# Milkman clone?



## Zakariya Baker (13/4/16)

Hey. 

I have only tried Milkman once over my 1+ year of vaping. To date, I have not found something quite as enjoyable. I can't buy Milkman, or rather don't want to because of the crazy high prices of imported juice. Please. If anyone knows of something that comes close to that sweet and creamy flavour, that is local, let me know

Thanks.


----------



## VapeDude (13/4/16)

I have about half a bottle that I could sell you if you would be keen on that


----------



## Vape_r (13/4/16)

Which milkman are you talking about?

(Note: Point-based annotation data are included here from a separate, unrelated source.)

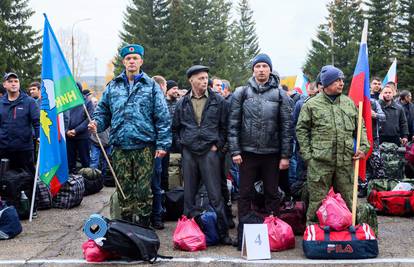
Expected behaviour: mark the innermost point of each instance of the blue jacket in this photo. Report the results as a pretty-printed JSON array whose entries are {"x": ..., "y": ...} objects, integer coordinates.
[
  {"x": 76, "y": 119},
  {"x": 138, "y": 117},
  {"x": 18, "y": 120}
]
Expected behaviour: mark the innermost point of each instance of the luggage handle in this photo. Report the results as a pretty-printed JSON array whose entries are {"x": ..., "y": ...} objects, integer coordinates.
[{"x": 327, "y": 232}]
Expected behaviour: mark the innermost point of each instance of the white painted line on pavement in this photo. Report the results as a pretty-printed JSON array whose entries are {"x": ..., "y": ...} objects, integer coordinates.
[{"x": 217, "y": 260}]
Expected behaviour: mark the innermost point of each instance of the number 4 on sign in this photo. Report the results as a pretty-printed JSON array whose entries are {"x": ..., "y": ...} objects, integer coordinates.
[{"x": 255, "y": 244}]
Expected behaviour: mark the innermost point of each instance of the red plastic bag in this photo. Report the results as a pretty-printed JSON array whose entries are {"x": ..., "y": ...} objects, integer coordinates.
[
  {"x": 94, "y": 253},
  {"x": 281, "y": 235},
  {"x": 188, "y": 235},
  {"x": 334, "y": 213}
]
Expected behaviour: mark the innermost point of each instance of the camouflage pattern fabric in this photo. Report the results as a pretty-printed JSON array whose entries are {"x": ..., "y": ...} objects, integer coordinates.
[
  {"x": 393, "y": 162},
  {"x": 326, "y": 130},
  {"x": 134, "y": 170}
]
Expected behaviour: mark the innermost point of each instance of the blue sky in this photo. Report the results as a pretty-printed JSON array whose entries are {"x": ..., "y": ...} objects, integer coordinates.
[{"x": 285, "y": 28}]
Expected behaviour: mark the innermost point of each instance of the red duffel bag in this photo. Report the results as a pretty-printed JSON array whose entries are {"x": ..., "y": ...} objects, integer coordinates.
[
  {"x": 399, "y": 203},
  {"x": 334, "y": 213},
  {"x": 188, "y": 235},
  {"x": 357, "y": 242},
  {"x": 281, "y": 235}
]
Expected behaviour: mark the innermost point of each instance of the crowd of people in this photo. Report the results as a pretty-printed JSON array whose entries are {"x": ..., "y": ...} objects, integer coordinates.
[{"x": 259, "y": 131}]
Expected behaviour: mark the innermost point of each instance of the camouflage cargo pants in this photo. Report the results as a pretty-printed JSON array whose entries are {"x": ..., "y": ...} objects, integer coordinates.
[
  {"x": 321, "y": 176},
  {"x": 134, "y": 170}
]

OHW milkman or the vaping rabbit one


----------



## Zakariya Baker (13/4/16)

OHW


----------



## Zakariya Baker (13/4/16)

no wiat, vaping rabbit sorry got confused


----------



## VapeDude (13/4/16)

Zakariya Baker said:


> no wiat, vaping rabbit sorry got confused



Ok sorry I have OHW. Probably should have asked that upfront


----------



## Nailedit77 (13/4/16)

Zakariya Baker said:


> Hey.
> 
> I have only tried Milkman once over my 1+ year of vaping. To date, I have not found something quite as enjoyable. I can't buy Milkman, or rather don't want to because of the crazy high prices of imported juice. Please. If anyone knows of something that comes close to that sweet and creamy flavour, that is local, let me know
> 
> Thanks.


Not sure if u do any diy, found these if u interested. Not sure how accurate they are tho . 
http://e-liquid-recipes.com/recipe/192864/OHW%3A+Milk+Man+%28clone%29

http://www.lediypourlesnuls.com/one-hit-wonder-the-milk-man/

Reactions: Thanks 1


----------



## Zakariya Baker (7/6/16)

Bump on this still soul searching for a cheaper similar option that tastes like VR Milkman


----------